Notre trajet vers Nairobi a été retardé par un orage soudain, un évènement assez rare dans cette partie du monde. Nous avons perdu du temps à attendre qu’il se termine – notre Cessna quatre places ne pouvait pas voler en toute sécurité avec cette météo – mais la bonne nouvelle était que nous avons pu rencontrer le directeur du TBI, Lawrence Martin, et quelques-uns de ses  collègues qui sont venus à notre camp avec un avion de 10 places de type Caravan, qui apportait de la nourriture et du ravitaillement au camp.

Au dîner, nous avons montré nos scans aux archéologues, et ce fut un plaisir de voir leurs réactions. L'un d'entre eux nous a dit : « Wow, alors je ne dois plus me déplacer entre les camps et les pays ! Je peux juste faire un scan et le télécharger sur mon ordinateur. Cela nous épargne tellement de temps. C'est merveilleux, on peut voir toutes les fissures ! »

Après le dîner nous avons pris l'avion 10 places vers l'autre rive, ouest, du Lac Turkana et atterri à Turkwell, où le TBI a un autre site.

En traversant le Lac Turkana.

Une fois que l'avion avait traversé le Lac, nous avons remarqué une différence notable  au niveau de la flore des deux rives. Il y avait plus d'arbres et moins de buissons épineux dans cette partie du désert. Les maisons locales semblaient de meilleure qualité vues du ciel que celles d'Illeret, qui sont faites principalement de matériaux de récupération. Ici, elles étaient faites de branches et brindilles entrelacées et entourées de palissades nettes.

Une maison à Turkwel.

Quand nous atterrissions, Francisco a vu un mirage dans le désert – il était sûr qu'il pouvait voir un grand lac au loin. (il a fallu un peu de temps pour lui prouver qu'il avait tort...) Après que nous ayons atterri, nous avons pris deux voitures qui nous attendaient. Les gens que j'ai vus dans le village en regardant par la fenêtre durant le trajet semblaient bien mieux s'en sortir que ceux d'Illeret.

Lawrence nous a expliqué qu'il y avait plus de végétation pour faire paître le bétail ici, et que la proximité de la rivière et du lac rend l'eau plus accessible aux habitants de cette région.
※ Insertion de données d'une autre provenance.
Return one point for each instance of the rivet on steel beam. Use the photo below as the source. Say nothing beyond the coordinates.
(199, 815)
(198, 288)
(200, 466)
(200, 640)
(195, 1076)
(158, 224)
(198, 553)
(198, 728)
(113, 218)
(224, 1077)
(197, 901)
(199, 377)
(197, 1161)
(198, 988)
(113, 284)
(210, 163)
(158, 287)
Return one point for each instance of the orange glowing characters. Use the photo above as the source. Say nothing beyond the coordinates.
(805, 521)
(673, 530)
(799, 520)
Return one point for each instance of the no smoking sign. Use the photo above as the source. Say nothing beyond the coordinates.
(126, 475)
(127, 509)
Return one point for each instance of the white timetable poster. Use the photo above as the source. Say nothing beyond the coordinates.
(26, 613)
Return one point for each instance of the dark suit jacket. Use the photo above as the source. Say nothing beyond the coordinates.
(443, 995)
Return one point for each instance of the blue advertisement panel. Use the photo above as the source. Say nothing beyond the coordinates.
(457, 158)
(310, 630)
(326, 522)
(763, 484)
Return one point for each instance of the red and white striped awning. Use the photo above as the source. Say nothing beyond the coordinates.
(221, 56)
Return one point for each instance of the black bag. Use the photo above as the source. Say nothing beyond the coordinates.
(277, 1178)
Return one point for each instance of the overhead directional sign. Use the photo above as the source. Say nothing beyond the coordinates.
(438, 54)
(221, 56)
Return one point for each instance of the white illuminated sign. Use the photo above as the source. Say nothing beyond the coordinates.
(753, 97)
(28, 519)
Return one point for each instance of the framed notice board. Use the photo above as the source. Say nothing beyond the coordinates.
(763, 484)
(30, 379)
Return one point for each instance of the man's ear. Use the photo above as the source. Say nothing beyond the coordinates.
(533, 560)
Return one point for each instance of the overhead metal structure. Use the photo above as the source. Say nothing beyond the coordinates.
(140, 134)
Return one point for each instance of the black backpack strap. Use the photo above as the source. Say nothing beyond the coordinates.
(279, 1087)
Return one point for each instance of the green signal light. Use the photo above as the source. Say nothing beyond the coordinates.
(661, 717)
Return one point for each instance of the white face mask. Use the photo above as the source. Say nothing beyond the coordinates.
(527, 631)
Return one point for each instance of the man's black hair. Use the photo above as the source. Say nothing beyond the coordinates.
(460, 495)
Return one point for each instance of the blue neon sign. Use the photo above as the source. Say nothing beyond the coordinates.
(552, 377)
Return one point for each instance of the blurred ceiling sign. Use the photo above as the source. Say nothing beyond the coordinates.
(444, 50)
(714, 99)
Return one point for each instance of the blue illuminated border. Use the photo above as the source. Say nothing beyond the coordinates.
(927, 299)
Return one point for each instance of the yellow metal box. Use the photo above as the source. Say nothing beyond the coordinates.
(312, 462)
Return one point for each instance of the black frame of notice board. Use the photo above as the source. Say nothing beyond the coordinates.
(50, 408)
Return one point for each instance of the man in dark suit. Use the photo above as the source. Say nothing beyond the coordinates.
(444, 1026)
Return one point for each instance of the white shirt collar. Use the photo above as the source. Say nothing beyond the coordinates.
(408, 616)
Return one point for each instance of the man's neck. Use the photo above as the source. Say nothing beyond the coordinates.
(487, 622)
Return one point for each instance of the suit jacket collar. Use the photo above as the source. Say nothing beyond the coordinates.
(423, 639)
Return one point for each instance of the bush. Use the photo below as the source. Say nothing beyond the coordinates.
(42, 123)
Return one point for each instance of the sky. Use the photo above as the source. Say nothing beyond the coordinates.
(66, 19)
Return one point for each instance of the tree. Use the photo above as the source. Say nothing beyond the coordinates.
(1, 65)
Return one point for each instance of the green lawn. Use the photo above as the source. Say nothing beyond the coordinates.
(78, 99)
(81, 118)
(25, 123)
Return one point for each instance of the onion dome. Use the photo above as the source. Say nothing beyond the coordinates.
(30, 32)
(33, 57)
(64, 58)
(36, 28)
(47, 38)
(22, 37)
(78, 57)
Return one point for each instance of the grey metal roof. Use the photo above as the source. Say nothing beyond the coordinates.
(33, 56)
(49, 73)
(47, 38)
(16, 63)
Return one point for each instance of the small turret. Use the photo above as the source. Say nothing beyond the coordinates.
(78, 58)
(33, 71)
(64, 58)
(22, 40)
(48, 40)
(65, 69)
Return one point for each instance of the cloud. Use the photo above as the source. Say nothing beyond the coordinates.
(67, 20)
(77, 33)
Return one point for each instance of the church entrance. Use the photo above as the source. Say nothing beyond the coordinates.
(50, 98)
Ils ont même établi des liens commerciaux avec Nairobi en vendant du charbon de bois.

Le camp de Turwell est plus grand et mieux équipé que celui d'Illeret, et la vue de la rivière depuis la salle à manger est absolument fantastique, mais cette zone a beaucoup moins de fossiles. Néanmoins, le TBI a l'intention d'inviter des étudiants et des archéologues du monde entier dans ce camp.

Le camp TBI à Turkwel.

Le travail méticuleux de nettoyage des ossements fossiles de la pierre peut parfois prendre plusieurs mois.

Tôt le matin suivant, nous nous sommes envolés pour Nairobi et avons encore dû changer nos plans à cause de la météo – à cause de fortes pluies, nous avons dû atterrir à l'Aéroport de International de Nairobi, pas à celui, privé, que nous avions prévu d'utiliser. Plusieurs heures plus tard, j'ai décollé pour Moscou alors que Francisco s'envolait pour Lima...

Tu me manqueras, filet à moustique.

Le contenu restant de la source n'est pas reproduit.